Monumental events are unfolding on Wall Street and, as I write, AIG, the world’s largest insurer, is sinking to its knees. It faces multibillion-dollar losses and profit writedowns – and it needs government intervention. Washington is asking US banks to lend the firm $75bn (£42bn) and David Paterson, the governor of New York state, has given the group permission to liberate $20bn from its own balance sheet.
AIG has been hammered by the credit crunch. It sold contracts protecting others against losses tied to subprime loans and high-risk assets. Even worse, the insurer faces exposure to hurricane Ike, which has caused billions of dollars of damage. Now, inevitably, it has been downgraded by the credit agencies, which may have catastrophic consequences.

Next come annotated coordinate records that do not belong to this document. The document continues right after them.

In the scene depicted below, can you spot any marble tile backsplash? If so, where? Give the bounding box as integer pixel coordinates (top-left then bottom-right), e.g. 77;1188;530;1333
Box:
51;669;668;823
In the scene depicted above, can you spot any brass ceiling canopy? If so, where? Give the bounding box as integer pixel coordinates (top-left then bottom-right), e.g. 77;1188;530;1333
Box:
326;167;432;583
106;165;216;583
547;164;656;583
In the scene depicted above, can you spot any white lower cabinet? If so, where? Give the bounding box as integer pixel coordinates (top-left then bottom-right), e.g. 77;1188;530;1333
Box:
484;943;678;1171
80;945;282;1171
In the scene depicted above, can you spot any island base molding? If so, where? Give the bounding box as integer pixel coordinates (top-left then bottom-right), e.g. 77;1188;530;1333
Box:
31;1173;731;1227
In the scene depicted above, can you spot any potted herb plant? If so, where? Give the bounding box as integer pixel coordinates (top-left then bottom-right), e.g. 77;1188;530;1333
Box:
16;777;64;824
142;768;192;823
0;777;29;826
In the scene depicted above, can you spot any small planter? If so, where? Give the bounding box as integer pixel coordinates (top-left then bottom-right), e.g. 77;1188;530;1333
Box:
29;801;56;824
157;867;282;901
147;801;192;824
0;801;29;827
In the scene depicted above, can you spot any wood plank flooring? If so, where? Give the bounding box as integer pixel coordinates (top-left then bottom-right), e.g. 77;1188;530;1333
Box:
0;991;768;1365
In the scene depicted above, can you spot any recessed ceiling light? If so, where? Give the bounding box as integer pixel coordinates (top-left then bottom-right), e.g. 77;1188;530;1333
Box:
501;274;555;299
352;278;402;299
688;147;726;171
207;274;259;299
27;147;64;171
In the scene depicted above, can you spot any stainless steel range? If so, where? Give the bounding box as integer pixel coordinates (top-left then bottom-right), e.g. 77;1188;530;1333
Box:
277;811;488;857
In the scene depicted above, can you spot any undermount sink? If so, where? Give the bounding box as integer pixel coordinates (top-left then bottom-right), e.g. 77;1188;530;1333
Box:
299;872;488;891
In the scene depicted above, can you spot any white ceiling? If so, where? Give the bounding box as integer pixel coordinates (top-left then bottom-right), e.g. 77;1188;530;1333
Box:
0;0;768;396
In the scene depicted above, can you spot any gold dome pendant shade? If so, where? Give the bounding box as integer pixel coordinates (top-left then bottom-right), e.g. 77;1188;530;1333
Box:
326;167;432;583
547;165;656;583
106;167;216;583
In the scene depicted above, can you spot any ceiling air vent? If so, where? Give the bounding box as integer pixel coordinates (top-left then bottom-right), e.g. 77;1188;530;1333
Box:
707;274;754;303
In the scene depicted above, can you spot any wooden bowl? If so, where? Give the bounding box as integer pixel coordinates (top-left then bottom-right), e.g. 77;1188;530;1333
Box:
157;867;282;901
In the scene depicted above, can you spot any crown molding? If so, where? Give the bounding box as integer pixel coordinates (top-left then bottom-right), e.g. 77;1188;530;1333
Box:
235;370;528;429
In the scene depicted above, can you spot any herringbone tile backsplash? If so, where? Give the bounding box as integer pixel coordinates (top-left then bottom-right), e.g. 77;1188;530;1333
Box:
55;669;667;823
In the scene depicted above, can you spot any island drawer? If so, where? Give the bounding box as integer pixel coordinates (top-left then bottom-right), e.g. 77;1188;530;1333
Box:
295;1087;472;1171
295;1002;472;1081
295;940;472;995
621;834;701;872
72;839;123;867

There is intense speculation across the pond that AIG will launch a fire sale of key assets. The chunks of the group that appear to be the favourites to go under the hammer include the reinsurance business, US motor book, aircraft leasing business, stake in adviser Blackstone and ascot, the UK underwriting business with a turnover of £600m. The potential suitors include some usual suspects: Warren Buffett, Munich Re and Swiss Re.
What does all this mean for AIG UK? The group has worked hard here to promote its brand through its sponsorship of Manchester United but this headline news will severely damage confidence levels. The major UK brokers are all watching closely, as they have sizeable chunks of business with the insurer. It will take a significant downgrade for panic to set in but, ultimately, brokers may be guided by their clients’ demands.
Martin Reith, chief executive of Ascot, was on his way to New York on Tuesday to find out the fate of his company. One can imagine that Alexander Baugh, managing director of AIG UK, will be awaiting similar news.
It will take months to uncover all the knock-on events of these seismic shocks around the world. And the AIG crisis may even pale into significance when we find out which of the leading insurers faces additional exposure in the wake of the Lehman Brothers collapse and the Merrill Lynch takeover. Fasten your seatbelts.